4:30-4:45 PM Welcome Remarks, AGM Business & Scholarship Award Announcement
4:45-5:15 PM Virtual Networking Activity
5:20-5:50 PM Speaker: Tom Brenner, UBC PhD Candidate, on "Formulating a broad-spectrum bacteriophage cocktail against pervasive poultry-associated Salmonella enterica serovars"
5:50-6:00 PM Closing Remarks

Thomas Brenner
PhD Candidate, Food Science, Faculty of Land and Food Systems, University of British Columbia

Tom previously did his Bachelor of Science (BSc) with a minor in chemistry and Master's of Science (MSc) Integrative Biology at Wilfrid Laurier University in Waterloo, Ontario. After his Master's degree, he was employed as Project Manager/Research Associate under the Canadian Glycomics Network and Salmonella Syst-OMICS where he investigated novel treatments for oral pathogens in ‘The Red Complex’ and bacteriophages for disrupting Salmonella biofilms. Tom now investigates antimicrobial applications of bacteriophages in the poultry industry for his PhD research. His goal is to produce economically feasible and safe alternative antimicrobials for use in Canadian agriculture.

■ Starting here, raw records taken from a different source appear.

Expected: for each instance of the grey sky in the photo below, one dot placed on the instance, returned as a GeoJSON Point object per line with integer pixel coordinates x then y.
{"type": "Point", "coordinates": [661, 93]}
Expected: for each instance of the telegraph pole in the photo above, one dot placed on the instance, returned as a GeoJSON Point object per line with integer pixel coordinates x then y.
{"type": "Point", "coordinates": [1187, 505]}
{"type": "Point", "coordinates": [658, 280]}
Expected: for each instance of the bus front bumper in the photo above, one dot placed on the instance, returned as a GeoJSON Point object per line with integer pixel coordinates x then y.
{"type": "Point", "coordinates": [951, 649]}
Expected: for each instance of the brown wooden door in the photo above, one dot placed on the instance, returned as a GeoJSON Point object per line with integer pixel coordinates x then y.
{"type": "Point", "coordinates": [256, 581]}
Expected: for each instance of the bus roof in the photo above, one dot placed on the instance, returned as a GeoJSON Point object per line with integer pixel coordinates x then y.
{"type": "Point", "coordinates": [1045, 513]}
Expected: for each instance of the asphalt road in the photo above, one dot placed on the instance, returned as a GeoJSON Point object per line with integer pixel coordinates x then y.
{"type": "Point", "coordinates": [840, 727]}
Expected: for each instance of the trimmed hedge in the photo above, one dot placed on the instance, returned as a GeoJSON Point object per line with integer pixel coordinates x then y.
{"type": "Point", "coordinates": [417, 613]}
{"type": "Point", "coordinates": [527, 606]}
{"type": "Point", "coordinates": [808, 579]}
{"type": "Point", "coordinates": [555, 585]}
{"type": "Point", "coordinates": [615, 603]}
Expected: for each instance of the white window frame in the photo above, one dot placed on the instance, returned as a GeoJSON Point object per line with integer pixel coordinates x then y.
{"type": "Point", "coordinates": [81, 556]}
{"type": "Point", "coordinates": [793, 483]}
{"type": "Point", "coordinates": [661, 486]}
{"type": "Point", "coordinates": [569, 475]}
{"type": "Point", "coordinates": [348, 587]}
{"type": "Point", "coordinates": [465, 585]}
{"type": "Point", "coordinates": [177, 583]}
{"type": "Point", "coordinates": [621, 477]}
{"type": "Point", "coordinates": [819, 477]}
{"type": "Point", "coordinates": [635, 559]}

Topic: Formulating a broad-spectrum bacteriophage cocktail against pervasive poultry-associated Salmonella enterica serovars

Illness caused by Salmonella, known as salmonellosis, is primarily linked to the consumption of poultry products with annual fiscal losses in North America estimated in the billions of dollars. However, excessive antibiotic usage in agriculture has been linked to increased antimicrobial resistance to important human antibiotics which has resulted in complete and partial bans of antibiotics in livestock feed in Europe and North America, respectively. Bacteriophages are natural bacterial predators which have shown promise as alternative antimicrobials due to their safety, ubiquity, and target specificity. The purpose of my research has been to formulate a phage cocktail with antimicrobial efficacy across poultry-associated Salmonella isolates. A broad-spectrum cocktail containing three sewage phages has been successfully produced with high killing efficacy across all tested poultry-associated Salmonella isolates in vitro. This research may prove valuable in food industries where antibiotic treatments are being progressively limited as antimicrobial options.